Select Execution time with IN
(High value is bad)
Using the select with IN given the high efficiency of the IN approach, and the reduce number of reads that require to be executed on disk, all the instance maintain a good level of performance.
Rows reads with IN
(High value is good)
In this case all the instances are consistently performing, but the EC2 with RAID solution can serve a larger amount of requests, almost 1/3 larger then of the RDS.
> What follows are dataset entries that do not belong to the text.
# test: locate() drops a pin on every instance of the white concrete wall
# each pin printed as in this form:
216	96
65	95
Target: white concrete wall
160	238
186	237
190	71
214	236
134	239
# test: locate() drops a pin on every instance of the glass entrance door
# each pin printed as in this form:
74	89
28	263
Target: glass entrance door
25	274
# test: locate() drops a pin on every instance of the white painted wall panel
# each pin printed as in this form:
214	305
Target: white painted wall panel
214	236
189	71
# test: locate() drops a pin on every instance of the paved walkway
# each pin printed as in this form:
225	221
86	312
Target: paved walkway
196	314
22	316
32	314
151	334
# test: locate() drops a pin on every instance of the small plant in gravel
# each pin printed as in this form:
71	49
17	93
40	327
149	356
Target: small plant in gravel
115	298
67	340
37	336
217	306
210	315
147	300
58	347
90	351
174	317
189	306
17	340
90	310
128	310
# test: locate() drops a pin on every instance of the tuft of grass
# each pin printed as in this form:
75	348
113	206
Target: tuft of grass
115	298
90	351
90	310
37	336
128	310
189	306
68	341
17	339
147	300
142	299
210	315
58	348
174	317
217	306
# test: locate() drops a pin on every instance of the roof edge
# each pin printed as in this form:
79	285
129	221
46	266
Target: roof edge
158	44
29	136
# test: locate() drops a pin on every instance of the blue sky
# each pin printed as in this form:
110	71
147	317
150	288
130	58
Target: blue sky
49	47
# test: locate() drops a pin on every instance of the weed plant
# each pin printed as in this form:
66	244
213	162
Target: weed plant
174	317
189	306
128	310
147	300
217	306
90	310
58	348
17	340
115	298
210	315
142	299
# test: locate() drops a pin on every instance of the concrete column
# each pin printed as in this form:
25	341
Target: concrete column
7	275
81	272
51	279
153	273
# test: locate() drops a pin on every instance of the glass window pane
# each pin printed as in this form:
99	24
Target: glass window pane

Select Execution time with RANGE
(High value is bad)
In the case of range selects and heavy access on disks, the RDS and EC2 with 1 EBS, are absolutely not able to perform at the same level of the RAID solution. This quite obviously related to the amount of data needs to be read from disks, and the limitation existing in RDS and 1 EBS solutions.
Rows reads with RANGE
(High value is good)
The volume test confirms and highlights the different behavior between EC2 RAID and the others, at 32 concurrent threads the RDS solution tends to collapse, while the EC2 RAID is serving successfully the traffic also if with less efficiency.
Select Execution time with mix of SELECT and INSERT
(High value is bad)
Rows reads with mix of SELECT and INSERT
(High value is good)
In a mix workload, I had unexpected results, with EC2 1 EBS behaving very badly when working with more then 16 threads, this given the I/O contention and possible RDS optimizations, implemented by Amazon to prevent single EBS problems.
Except that the RDS and the EC2 with RAID behave as I was expecting, with EC2 able to manage a larger volume of traffic, and the Inserts limiting the number of reads, as expected.
The comparison between RDS and EC2, cover several areas, from performance to High Availability.
My conviction is that RDS is not implementing a solid and trustable HA solution given the not clear way synchronous replication is implemented.
RDS is not applying correct best practices for replication given the use of STATEMENT format and the limitation existing in the replication management.
Finally RDS is not really efficient in managing large volume of traffic, or applications with a large number of highly concurrent threads.
Never the less it could be a temporary solution for very basic utilization in application that do not have demanding requirements.
RDS can probably further optimize, but I am sure it will never be enough to consider RDS production ready.
EC2 is more flexible and allow better tuning and control of the platform, multiple HA solutions and full control of replication and MySQL in general. All these define the significant difference with RDS, and draw the line for the right use of the tool.
Also there is not a difference in what kind of MySQL distribution we will implement, given that the source of the issue is on the platform.
My final advice is to use RDS for development or as temporary solution in a start-up, but it should not be use in the case of critical system or consolidated mature application, which require high available, scalable database support.